The situation escalated to the maximum point without a confrontation happening and the incident has sparked some Christians at USJ to express outrage at what was happening. They believe that including a prayer room in the faculty of medicine was good enough – forcing every single faculty to adopt such policies is a step too far. The faculty in question was ESIB. For the Muslims who want to pray at USJ, it is their “right” to pray five times and they believe the university should provide them with a prayer room to do so.

It seems that such endless debates are our bread as Lebanese. But here’s what it breaks down into quite simply.

  1. USJ is a university that is obviously Christian. It is run by the Jesuites. It doesn’t hide its Christian affiliation and as such, those applying to study in it are well aware of that.
  2. Given that the nature of USJ is a general fact, weren’t those Muslim fully aware that attending USJ will bring them the best education possible and not spiritual fulfillment?
  3. When a prayer turns into proving a “principle” and rubbing it into other people’s faces, the question asks itself: what’s the point of praying in the first place?
  4. When a prayer becomes a point of conflict, the question also asks itself: are those students really seeking religious salvation or are they simply seeking trouble? I believe it’s obviously the latter.
  5. What forces universities with obvious religious affiliations to provide praying facilities for all its students? Is it something that they’re obliged to do? Absolutely not. If a university had been secular, the problem wouldn’t present itself. The American University of Beirut converted its chapel into an assembly hall and has denied requests for prayers rooms. AUB is secular. USJ is not.
  6. Universities abroad, which provide prayer rooms for students, are not religious in nature. And if the prayer rooms are provided, they are not for one religion and not the other – they are for all religions. Religious ones, on the other hand, are not forced to do so: Case in point: the Catholic Medicine faculty in Lille, France, does not provide prayer rooms for its Muslim students.
  7. Would a Lebanese Muslim university open a chapel for Christians to pray in it? The answer is obviously not. The argument that Christians don’t need to pray doesn’t hold. What if they want to?
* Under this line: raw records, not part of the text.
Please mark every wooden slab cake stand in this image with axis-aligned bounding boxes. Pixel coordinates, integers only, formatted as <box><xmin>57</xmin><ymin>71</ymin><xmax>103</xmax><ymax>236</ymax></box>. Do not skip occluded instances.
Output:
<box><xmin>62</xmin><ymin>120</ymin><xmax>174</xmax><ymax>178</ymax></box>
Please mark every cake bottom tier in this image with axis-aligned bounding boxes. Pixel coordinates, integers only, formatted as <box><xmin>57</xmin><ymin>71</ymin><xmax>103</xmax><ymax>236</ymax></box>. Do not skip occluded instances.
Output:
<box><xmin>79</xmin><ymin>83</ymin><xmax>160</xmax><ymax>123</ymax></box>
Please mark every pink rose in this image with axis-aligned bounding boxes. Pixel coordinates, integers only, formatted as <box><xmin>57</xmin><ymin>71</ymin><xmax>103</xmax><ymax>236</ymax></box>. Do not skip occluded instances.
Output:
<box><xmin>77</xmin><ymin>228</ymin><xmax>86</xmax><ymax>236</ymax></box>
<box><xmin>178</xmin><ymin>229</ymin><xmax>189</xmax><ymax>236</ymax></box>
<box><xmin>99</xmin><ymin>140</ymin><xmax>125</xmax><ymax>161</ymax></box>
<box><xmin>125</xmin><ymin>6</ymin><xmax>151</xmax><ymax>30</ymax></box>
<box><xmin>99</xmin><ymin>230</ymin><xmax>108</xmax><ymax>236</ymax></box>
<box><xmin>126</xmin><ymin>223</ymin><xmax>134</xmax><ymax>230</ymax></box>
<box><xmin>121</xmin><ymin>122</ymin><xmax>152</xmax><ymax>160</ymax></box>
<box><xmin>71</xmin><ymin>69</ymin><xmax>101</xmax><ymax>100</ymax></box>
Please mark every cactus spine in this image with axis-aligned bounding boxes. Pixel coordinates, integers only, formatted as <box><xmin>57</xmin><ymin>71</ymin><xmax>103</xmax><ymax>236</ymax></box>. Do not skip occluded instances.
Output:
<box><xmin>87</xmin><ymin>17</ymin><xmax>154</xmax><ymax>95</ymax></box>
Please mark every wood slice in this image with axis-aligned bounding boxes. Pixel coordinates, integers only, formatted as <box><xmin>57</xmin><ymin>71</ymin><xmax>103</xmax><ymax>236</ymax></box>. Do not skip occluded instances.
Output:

Lebanese students in general, both Christian and Muslim, need to know that universities are not churches. They are not mosques. They are not synagogues. Universities are places where they pay in order to learn and build a future for themselves and their families. The fact that all of my Muslim friends at medical school, some of whom are extremely religious (they are Salafists and awesome), have no problem going through our long days without praying is testament enough that those “Muslims” wanting to “pray” at USJ are only seeking to create trouble and tension at a university that’s known of accepting people from all parts of Lebanese society, regardless of religion. But there are lines you cannot cross.